The diffusion test will evaluate respiratory failure.

Measurement of α1-antitrypsin levels is mandatory for all patients with giant bullae.

All diagnostic tests are required for the following tasks:

  • Exclude other lung diseases similar to bullous disease
  • Determine contraindications for surgical treatment
  • To identify the cause-and-effect relationship of the occurrence of bulls: smoking, marijuana, connective tissue diseases.

Treatment of bullous emphysema

Conservative treatment

If bullous lung disease is detected, a person must stop all types of smoking.

If bullous changes are part of COPD, then standard COPD therapy is used. Bull pills and inhalers do not exist.

During life, bullae may increase in size and number. The patient should be aware of this possibility and understand what symptoms to look out for. The patient should know what symptoms indicate immediate medical attention.

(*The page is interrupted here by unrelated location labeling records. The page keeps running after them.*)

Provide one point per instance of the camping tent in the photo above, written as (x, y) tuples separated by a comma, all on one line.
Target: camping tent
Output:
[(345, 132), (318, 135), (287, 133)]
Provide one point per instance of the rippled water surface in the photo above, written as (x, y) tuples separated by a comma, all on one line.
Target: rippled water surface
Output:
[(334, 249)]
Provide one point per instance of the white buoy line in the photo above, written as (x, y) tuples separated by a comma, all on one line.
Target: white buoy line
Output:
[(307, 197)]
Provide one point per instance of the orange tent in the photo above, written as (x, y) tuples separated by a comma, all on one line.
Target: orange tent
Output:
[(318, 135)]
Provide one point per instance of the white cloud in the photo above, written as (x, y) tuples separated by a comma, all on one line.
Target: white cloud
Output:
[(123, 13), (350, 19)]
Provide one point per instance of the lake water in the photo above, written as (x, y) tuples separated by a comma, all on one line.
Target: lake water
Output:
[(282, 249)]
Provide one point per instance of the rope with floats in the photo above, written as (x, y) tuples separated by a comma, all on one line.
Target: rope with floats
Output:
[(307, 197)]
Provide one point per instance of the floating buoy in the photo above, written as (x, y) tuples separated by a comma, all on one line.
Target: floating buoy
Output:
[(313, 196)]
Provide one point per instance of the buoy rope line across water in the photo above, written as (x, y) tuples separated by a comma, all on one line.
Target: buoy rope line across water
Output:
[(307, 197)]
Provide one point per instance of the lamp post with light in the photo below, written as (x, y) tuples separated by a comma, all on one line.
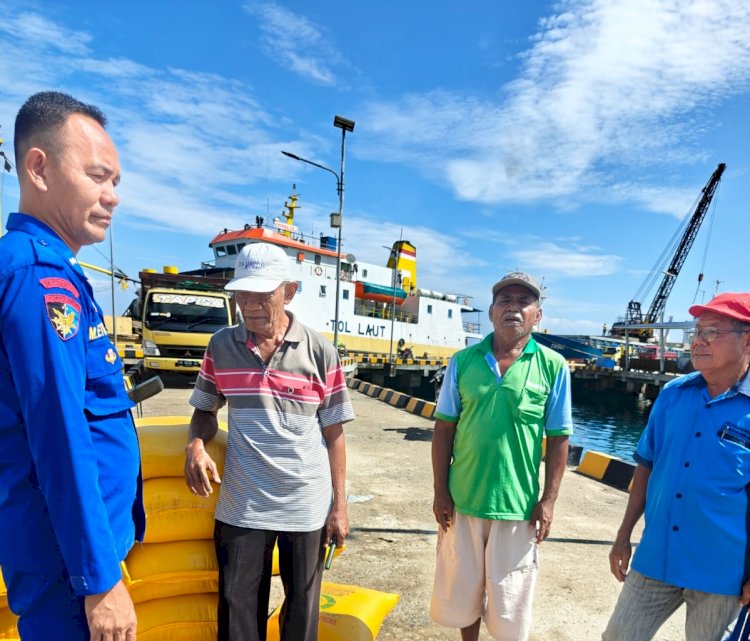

Because bullae may progress over time, patients need to be monitored closely and informed about warning symptoms that require medical attention. There is no conservative treatment for bullous changes.

Surgical treatment

Surgical treatment is called a bullectomy. If a person has a giant bulla, then this is an indication for surgical treatment. The small size of the bullae is difficult to surgically treat and the effect of the operation is negligible.